Satellite designers pay special attention to electronics temperatures. If circuit boards get too hot, they can fail. If batteries get too cold, they can degrade faster or perform intermittently.
Temperatures inside satellites can fluctuate to both extremes, heating up when in sunlight or cooling way down when in Earth’s shadow, for example. The heat generated by the electronics themselves can be trapped inside the satellite. Larger satellites have sophisticated, and heftier, thermal control systems. Smaller ones, like the 55-pound Space Technology 5 experimental microsatellites — each roughly the size of a wedding cake — require smaller, lighter-weight, and, ideally, lower-tech approaches.
A collaboration was launched, and Sandia project lead Jim Allen and a team of MEMS designers worked with the Johns Hopkins researchers to design, using Sandia’s SUMMiT V™ technology, a MEMS device featuring a moving grillwork of shutters with slats that are six microns wide and 1,800 microns long. (A human hair is about 100 microns thick.)

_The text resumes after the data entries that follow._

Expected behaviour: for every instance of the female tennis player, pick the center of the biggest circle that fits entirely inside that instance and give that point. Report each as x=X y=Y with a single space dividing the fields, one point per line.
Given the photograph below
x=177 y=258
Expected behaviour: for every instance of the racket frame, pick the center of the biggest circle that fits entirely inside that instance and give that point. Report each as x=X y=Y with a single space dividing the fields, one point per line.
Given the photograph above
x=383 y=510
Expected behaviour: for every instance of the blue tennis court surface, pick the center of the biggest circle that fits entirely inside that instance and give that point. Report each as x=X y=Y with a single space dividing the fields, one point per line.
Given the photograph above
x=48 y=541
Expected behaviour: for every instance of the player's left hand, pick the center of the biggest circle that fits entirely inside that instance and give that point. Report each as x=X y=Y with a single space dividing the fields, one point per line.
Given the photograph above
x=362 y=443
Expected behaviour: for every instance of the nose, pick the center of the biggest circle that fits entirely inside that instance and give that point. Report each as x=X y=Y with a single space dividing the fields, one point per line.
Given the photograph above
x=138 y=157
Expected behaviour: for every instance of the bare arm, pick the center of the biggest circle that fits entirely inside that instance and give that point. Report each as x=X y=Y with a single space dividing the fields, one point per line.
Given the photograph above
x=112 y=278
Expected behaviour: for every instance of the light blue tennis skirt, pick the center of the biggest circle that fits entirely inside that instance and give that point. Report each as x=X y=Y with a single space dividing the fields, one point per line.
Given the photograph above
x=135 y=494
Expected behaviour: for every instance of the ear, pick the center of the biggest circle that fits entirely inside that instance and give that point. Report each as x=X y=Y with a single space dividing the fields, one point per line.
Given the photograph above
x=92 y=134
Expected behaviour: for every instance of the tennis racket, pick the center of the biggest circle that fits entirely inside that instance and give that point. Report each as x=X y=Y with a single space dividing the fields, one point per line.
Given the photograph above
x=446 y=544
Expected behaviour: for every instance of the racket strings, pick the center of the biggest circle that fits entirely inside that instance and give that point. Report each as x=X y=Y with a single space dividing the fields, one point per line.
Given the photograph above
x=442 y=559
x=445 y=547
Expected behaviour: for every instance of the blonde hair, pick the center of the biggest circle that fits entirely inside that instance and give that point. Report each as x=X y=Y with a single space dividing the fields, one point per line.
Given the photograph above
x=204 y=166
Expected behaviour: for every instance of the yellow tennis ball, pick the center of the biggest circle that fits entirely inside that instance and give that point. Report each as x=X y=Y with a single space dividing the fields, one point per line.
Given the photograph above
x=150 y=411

The arrays of small shutters, moved back and forth by electrostatic actuators, expose either the gilded and highly reflective grillwork surface or a dark silicon substrate to maximize or minimize heat transfer through the satellite’s skin as needed. The electrostatic actuators — themselves arrays of intermeshing, spring-loaded comb’s teeth pulled together by electrostatic attraction — are a proven micromotion staple also developed at Sandia.